Enter MI5. That situation now demands some reappraisal. With the new MI5 building at Hollywood, County Down, designed to monitor and combat ‘international terrorism’ the British state now has a long term strategic interest in keeping the North within the UK. Having a security service as the fulcrum on which long term political strategy turns is not without considerable consequences for human rights.
This becomes all the more pronounced in the wake of the Northern Ireland’s policing Ombudsman Nuala O’Loan’s damming report on collusion between RUC Special Branch and loyalist murder gangs. Special Branch emerged from that report looking pretty indistinguishable from the terrorist gang, whose murder campaign it was complicit.
The lesson is simple - those who police society from the shadows are often more shadowy and sinister than the forces they seek to monitor. They are therefore to be trusted only reluctantly and always in the wake of a serious health and safety check which pronounces them fit for democratic purpose.
One crucial body whose task it is in democratic society to perform such health and safety checks, the press, is now being forced on the back foot by a state eager to curb the prowess of the press and enhance the powers of the security services. The recently drafted Policing (Miscellaneous Provisions) Northern Ireland Order allows PSNI personnel to seize notes and electronic records for up to 96 hours. Claiming that new powers are needed because of “the increasingly sophisticated nature of serious crime” the Northern Ireland police guided by the intelligence agencies will now be able to mount surgical strikes aimed at heading off at the pass any journalistic investigation into the activities of the security agencies. The irony of course is that the body most recently exposed as having being up to its neck in terrorism was a crucial element in the British state security apparatus, RUC Special Branch. It is a matter of public record how abusive the security services are whatever their guise. Why increase their scope for abuse?

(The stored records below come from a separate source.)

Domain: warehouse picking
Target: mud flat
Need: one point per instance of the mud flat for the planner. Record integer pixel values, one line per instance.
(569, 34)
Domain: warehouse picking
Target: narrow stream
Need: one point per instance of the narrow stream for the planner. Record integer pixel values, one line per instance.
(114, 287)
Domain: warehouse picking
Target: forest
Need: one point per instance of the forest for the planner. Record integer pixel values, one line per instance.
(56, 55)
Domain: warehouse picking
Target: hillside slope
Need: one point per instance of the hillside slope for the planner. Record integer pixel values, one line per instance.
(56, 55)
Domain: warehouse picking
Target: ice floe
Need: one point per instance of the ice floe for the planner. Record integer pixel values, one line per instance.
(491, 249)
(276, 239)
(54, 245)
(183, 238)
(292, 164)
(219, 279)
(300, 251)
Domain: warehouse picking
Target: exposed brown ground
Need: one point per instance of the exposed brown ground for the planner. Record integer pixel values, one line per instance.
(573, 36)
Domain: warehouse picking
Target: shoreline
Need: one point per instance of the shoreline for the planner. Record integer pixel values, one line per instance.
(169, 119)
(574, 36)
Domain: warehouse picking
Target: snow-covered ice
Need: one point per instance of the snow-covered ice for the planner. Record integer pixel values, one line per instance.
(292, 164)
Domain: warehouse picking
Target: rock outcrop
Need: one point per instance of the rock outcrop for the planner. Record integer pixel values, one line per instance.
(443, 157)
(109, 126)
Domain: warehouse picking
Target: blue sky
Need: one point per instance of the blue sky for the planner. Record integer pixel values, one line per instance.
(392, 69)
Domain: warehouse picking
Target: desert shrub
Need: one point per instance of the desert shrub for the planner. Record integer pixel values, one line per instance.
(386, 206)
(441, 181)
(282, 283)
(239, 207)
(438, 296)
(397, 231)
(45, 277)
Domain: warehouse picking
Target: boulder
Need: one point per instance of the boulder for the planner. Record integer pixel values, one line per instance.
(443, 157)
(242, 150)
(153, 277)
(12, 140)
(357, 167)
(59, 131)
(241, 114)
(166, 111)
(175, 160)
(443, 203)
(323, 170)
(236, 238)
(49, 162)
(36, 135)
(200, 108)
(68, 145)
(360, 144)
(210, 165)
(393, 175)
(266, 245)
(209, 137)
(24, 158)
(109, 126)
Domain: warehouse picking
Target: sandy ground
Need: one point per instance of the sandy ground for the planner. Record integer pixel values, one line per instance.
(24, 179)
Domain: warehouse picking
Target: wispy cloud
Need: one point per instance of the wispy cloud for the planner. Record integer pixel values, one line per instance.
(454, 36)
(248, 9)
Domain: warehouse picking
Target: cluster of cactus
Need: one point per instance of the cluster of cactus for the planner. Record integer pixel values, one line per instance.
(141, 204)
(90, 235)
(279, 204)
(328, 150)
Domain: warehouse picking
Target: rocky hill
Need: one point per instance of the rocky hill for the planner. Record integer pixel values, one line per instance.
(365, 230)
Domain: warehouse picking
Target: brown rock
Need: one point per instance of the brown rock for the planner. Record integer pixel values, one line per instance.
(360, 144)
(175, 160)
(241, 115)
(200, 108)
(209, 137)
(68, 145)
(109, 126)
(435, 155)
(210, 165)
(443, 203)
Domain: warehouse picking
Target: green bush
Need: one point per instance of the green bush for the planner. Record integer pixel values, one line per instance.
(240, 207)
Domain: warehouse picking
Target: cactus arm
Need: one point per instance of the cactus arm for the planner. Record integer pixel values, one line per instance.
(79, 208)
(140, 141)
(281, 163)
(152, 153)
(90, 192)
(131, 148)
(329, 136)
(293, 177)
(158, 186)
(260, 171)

This move comes at a time when documentation is either, depending on whose ox is being gored, a crucial asset or liability being fought over by contesting sides. MI5 currently want their documents back from the Stevens team, whose task it has been for the best part of two decades to investigate collusion between the security services and armed groups in the island of Ireland. The new legislation currently being proposed will allow the same agencies to pervert the course of justice. It is to curb journalists from publishing their findings and also to intimidate whistleblowers and other sources from providing journalists with the much needed information that would lift the lid on nefarious state activities.
There is of course nothing new about this. The British state has been involved in numerous cover ups since it sent its troops onto Northern Irish streets in 1969. In 1972 Prime Minister Edward Heath set the parameters for justice when he told Lord Widgery on the eve of his inquiry into the bloody Sunday killings to be mindful that the war being waged by the British had a propaganda dimension. Widgery duly obliged and his name has been synonymous with whitewash ever since.
The former Greater Manchester Chief Constable, John Stalker, almost had his career destroyed in the 1980s when he began to investigate RUC shoot to kill operations which were carried out at the behest of the intelligence agencies. Canadian Judge Peter Cory, who in recent years investigated security service collusion, was reportedly furious with the British government’s tardy and obstructive approach to his findings and recommendations.
In other cases, including the 2005 trial of the MI5 agent Denis Donaldson, prosecutions were aborted or alternatively, Public Immunity Certificates were issued by the British state in a bid to ensure that knowledge about informers did not come to public attention. Arguably this was less rooted in concern for the welfare of informers than it was in the need to shield from democratic scrutiny the fact that information received that could have prevented death was in fact not acted upon. This issue is at the heart of concerns over the role of MI5 in relation to the 1998 Real IRA bombing of Omagh town which produced massive civilian casualties.
If democratic scrutiny is to have any currency in Northern Ireland, an unhindered press is a necessity rather than something to be doled out or withdrawn in accordance with the self serving interests of the government of the day. Censorship complementing cover ups might suit the state; it is disastrous for society.